Tip 3. Go for Complex "Carbs"

Why? Carbohydrates digest more slowly and don't "spike" your blood sugar the way simple sugars do. They also fill you up faster, so you're less likely to overeat, and they give you more vitamins, minerals, and fiber.

  • The goal. Most of what you eat should be healthy carbohydrates. Include whole-grains, fruits, vegetables and low fat milk. Whole grain breads and cereals, brown rice, beans, lentils, potatoes, and corn tortillas are good choices.


  • Shop the perimeter of grocery stores, where you'll find the freshest foods. Avoid temptation in the middle aisles, where canned, boxed, and frozen goods are shelved.
  • Reach for the least-processed version of any food. Try to cut out prepared, pre-mixed foods like stove-top dinners: they're not "helpers" when it comes to diabetes and nerve pain.
  • Have fun trying a new kind of starchy vegetable, like baked yams, oven-roasted carrots, or cooked lentils, instead of white rice or dinner rolls.
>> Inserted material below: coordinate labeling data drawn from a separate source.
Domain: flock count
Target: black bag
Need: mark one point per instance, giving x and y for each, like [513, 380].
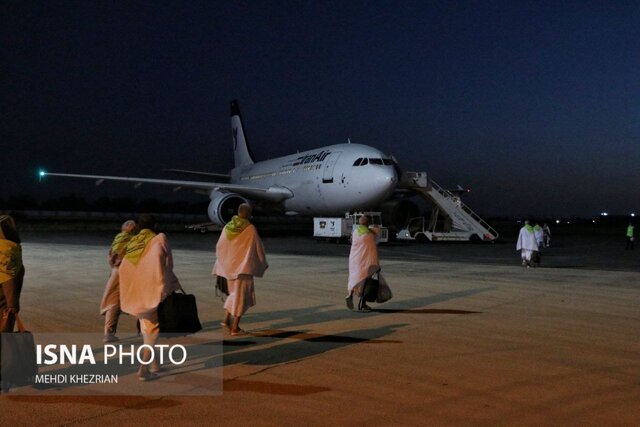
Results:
[370, 290]
[222, 285]
[17, 357]
[178, 314]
Tip 4. Forget "Supersizing"

Why? Most people are shocked to realize how small "official" serving sizes are. A serving of carbs? Only 1 slice of whole-grain bread or 1/2 cup of cooked oatmeal. A serving of dry cereal? Only 3/4 of a cup - that's smaller than your average cup of coffee. Meat, fish, or poultry? A mere 3 ounces is a serving - that's about the size of a cassette tape - once it's cooked. Go for that 16-ounce porterhouse and you've just eaten nearly 6 dinners' worth of protein.
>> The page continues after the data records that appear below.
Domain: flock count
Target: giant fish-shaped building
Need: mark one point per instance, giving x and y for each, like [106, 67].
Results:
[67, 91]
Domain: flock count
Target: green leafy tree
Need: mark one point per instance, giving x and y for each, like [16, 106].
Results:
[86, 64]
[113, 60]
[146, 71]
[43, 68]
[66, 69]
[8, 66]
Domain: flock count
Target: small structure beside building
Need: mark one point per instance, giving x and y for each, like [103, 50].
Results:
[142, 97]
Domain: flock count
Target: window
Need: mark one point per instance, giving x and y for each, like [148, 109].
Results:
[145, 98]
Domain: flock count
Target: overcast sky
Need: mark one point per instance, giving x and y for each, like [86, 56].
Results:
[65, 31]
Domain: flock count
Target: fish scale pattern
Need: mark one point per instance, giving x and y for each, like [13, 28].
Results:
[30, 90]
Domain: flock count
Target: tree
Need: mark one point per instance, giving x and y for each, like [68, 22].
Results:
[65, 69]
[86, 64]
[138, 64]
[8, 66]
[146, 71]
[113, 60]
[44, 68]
The goal. Get in the habit of reading food labels to find out the real portion sizes for the foods you enjoy. And do the math. If you double up on a special treat one day, subtract that from your next day's diet planning.


  • Split entrees or dinner-size salads when you eat out, or have a small salad and appetizer instead of an entree.
  • Keep a good diabetes diet book on hand to find portion sizes for fresh foods like fruits and vegetables.
  • Buy a new set of measuring cups and spoons and keep them out on the counter, so you're more motivated to measure servings.